No matter what else may be happening, I always have a right to my feelings.
I’ve seen a few articles lately called things along the vein of “You don’t have a right to your opinion” and I agree with these articles. No, you don’t inherently have a right to voice your opinion on things you know nothing about. Particularly when the argument is your opinion vs cold hard facts.
I’ve also noticed that some of the time people tend to incorrectly equate others not having a right to their opinions as not having a right to their feelings, and that’s simply not true. We all feel things, and we all are the authority on our own feelings.
It wasn’t until I read this article 10 Things I Wish I’d Known About Gaslighting that it became incredibly clear to me that there is a huge difference between opinions and feelings.
It is ridiculous when someone tries to tell you who you are, what you feel, what you think, what you intended, or what you experienced. When it happens, you should be angry, puzzled, or maybe even concerned for them. You might stop, stunned, and ask “what would make you think that you could know what’s inside of me? Are you OK?” Instead, many of us will find ourselves trying to reach understanding. No, that’s not what happened, that’s not what I felt, that’s not what I feel! And this is a reasonable response, to a point. But if the goal of the conversation is to exchange power, and not to exchange understanding, you will never ever ever win.

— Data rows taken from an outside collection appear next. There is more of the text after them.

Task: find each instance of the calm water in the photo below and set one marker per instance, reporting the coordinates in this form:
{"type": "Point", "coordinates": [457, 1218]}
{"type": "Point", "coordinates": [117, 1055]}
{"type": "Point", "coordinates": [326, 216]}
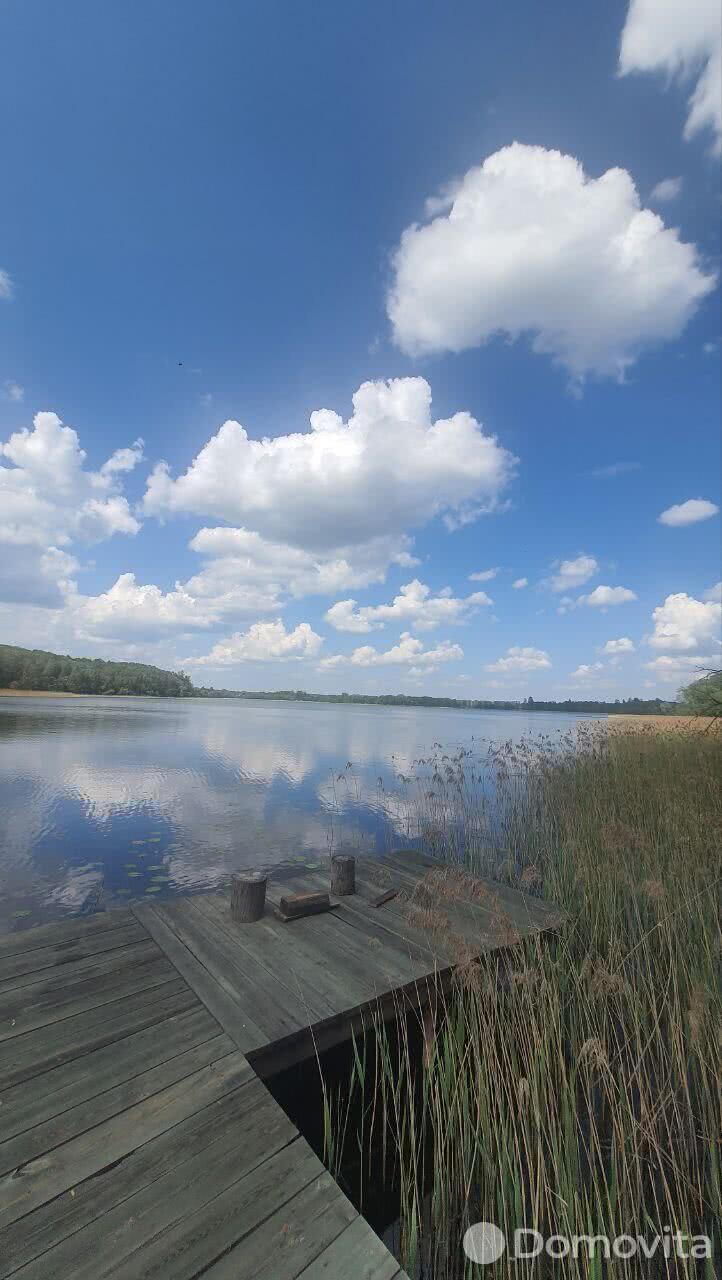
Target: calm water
{"type": "Point", "coordinates": [108, 799]}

Often in relationships, friendships, work environments or social engagements we are confronted with people telling us how we feel, what we think, what we meant by what we said or did. It happens with such regularity I think many of us don’t even notice anymore. I have been accused of feeling and thinking all sorts of things I don’t. I have been accused of motivations that are certainly not my own.
I’ve noticed it the most with writing.
It seems opinion pieces can blur the line between opinions and feelings, and that’s only natural. In many ways your opinions and your feelings are incredibly intertwined, a statement of opinion (“I like dogs”) can very closely be linked with an emotion (“they make me happy”) and this, if you go by this recent article about opinions being wrong, is a valid way to have an opinion. Perhaps the only valid way to have an opinion.
But here’s the thing:
No one else can tell you how you feel.
No one else can tell you how you think.
Your feelings cannot be wrong, or disagreed with.
Yes, your feelings may be unfounded. Your view of a situation may not be entirely accurate to the truth of the situation at hand. Other people may feel differently about what has happened, they may think your reaction is wrong or your feelings unjustified. But there is no such thing as your feelings being wrong.
No one has the right to tell you what you feel is wrong.
You have a right to your feelings.
Have you ever had someone argue with your feelings? Have you ever been told what you feel is wrong?